NLLB-200 with CTranslate2

NLLB-200 refers to a range of open-source pre-trained machine translation models. They can be used via FairSeq or Hugging Face Transformers. Recently, CTranslate2 has introduced inference support for some Transformers models, including NLLB. This tutorial aims at providing ready-to-use models in the CTranslate2 format, and code examples for using these NLLB models in CTranslate2 along with SentencePiece tokenization.

Download NLLB-200 models

Load the model and tokenizer

import ctranslate2
import sentencepiece as spm

# [Modify] Set paths to the CTranslate2 and SentencePiece models
ct_model_path = "nllb-200-3.3B-int8"
sp_model_path = "flores200_sacrebleu_tokenizer_spm.model"

device = "cuda"  # or "cpu"

# Load the source SentecePiece model
sp = spm.SentencePieceProcessor()

translator = ctranslate2.Translator(ct_model_path, device)

Translate a list of sentences

source_sents = ["Ntabwo ntekereza ko iyi modoka ishaje izagera hejuru yumusozi.",
                "Kanda iyi buto hanyuma umuryango ukingure",
                "Ngendahimana yashakaga ikaramu"

# Source and target langauge codes
src_lang = "kin_Latn"
tgt_lang = "eng_Latn"

beam_size = 4

source_sentences = [sent.strip() for sent in source_sentences]
target_prefix = [[tgt_lang]] * len(source_sentences)

# Subword the source sentences
source_sents_subworded = sp.encode_as_pieces(source_sentences)
source_sents_subworded = [[src_lang] + sent + ["</s>"] for sent in source_sents_subworded]
print("First subworded source sentence:", source_sents_subworded[0], sep="\n")

# Translate the source sentences
translator = ctranslate2.Translator(ct_model_path, device=device)
translations_subworded = translator.translate_batch(source_sents_subworded, batch_type="tokens", max_batch_size=2024, beam_size=beam_size, target_prefix=target_prefix)
translations_subworded = [translation.hypotheses[0] for translation in translations_subworded]
for translation in translations_subworded:
  if tgt_lang in translation:

# Desubword the target sentences
translations = sp.decode(translations_subworded)

print("First sentence and translation:", source_sentences[0], translations[0], sep="\n• ")


• I don’t think this old car will make it to the top of the hill.
• Click this button and the door will open.
• Ngendahimana was looking for a pen.


You can also use this Google Colab notebook.

Licence of models


Relevant projects


Evaluation results on the TICO-19 dataset (3,070 segments) for English-to-Arabic, English-to-French, and English-to-Kinyarwanda language pairs. NLLB and OPUS models were converted to the CTranslate2 format with int8 quantization.
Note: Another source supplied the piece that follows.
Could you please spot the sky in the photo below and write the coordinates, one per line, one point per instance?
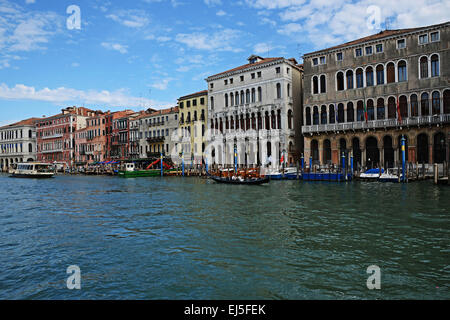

Language System spBLEU ↑ chrF++ ↑ TER ↓ COMET ↑
EN-AR NLLB 600M 35.66 54.6 62.07 54.53
NLLB 1.2B 41.1 58.51 57.15 63.85
NLLB 3.3B 43.42 60.11 55.58 66.8
OPUS (bt-big) 43.11 60.79 57.24 63.64
Google Cloud Translation API 43.56 61.58 57.79 65.5
EN-ES NLLB 600M 53.31 72.19 37.13 83.09
NLLB 1.2B 56.1 73.85 34.96 85.91
NLLB 3.3B 57.47 74.6 33.99 86.86
OPUS (bt-big) 54.99 72.66 36.26 83.69
Google Cloud Translation API 58.98 75.17 32.46 86.62
EN-FR NLLB 600M 43.25 64.17 51.28 56.16
NLLB 1.2B 46.3 66.25 48.68 59.76
NLLB 3.3B 47.25 66.88 48.19 60.91
OPUS (bt-big) 46.05 65.08 49.79 56.28
Google Cloud Translation API 46.81 66.34 47.01 59.01
EN-RW NLLB 600M 19.46 47.61 80.01 N/A
NLLB 1.2B 23.6 50.73 74.53 N/A
NLLB 3.3B 25.1 52.53 73.2 N/A
OPUS (Tatoeba 2021) 1.38 15.32 153.58 N/A
OPUS (2020) 5.58 27.05 101.25 N/A
Google Cloud Translation API 20.63 48.37 73.54 N/A
EN-ZH NLLB 600M 24.9 33.87 109.37 39.28
NLLB 1.2B 29.02 37.45 110.22 50.05
NLLB 3.3B 31.35 39.08 109.52 53.89
OPUS 37.51 40.72 121.49 50.4
Google Cloud Translation API 48.58 52.02 70.87 73.62

Nice !
do you happen to have the speed in tok/sec for each ?

I will try to import the NLLB models in OpenNMT-py to see if we can finetune them.

Hi Vincent!

I ran it for the English-to-Spanish language pair on A100 40GB GPU memory from Google Colab Pro.

TICO-17 Statistics

Source language: English
Sentences (unique): 3,070
Words: 70,365
Tokens (flores200 spm tokenizer): 108,844

Time for English-to-Spanish

NLLB 3.3B: 93.6s
NLLB 1.2B: 61.2s
NLLB 600M: 37.1
OPUS: 17.3s


On the OpenNMT-py version of the NLLB-200 models I uploaded here: OpenNMT-py models - OpenNMT

I am getting about 600 tok/second with the 3.3B model, with a RTX 3090.

It is not so bad, but Ctranslate2 is the fastest inference toolkit around.

1 Like

Getting 403 on the NLLB downloads. Could you check? Thanks!

Hi James!

Can you please try wget, either in your machine’s Terminal, or maybe Google Colab or PythonAnywhere.

wget ""

I hope this helps.


Yes, the zip version works. The models on the page you posted above are linked directly to .pt files.

I got the 3.3B instead:

However, those are CTranslate2 versions. I was looking to get .pt versions so that I could finetune on them with OpenNMT.

Ah, okay. @vince62s could you please make sure that the models at OpenNMT-py models - OpenNMT are public. Thanks!

sorry they are public now.

1 Like

Thanks! Links work now!

If you manage to finetune something, I’m interested to see the results.
Bear in mind that they use a 256+K vocab size and you may be tempted to update to a reduced size especially if you don’t use some scripts.

The difficulty now is to collect data and clean them. Also will need to figure out the YAML file needed for training (the model architecture, etc).

I can help you with that.

ok I ended up trying to finetune NLLB-200.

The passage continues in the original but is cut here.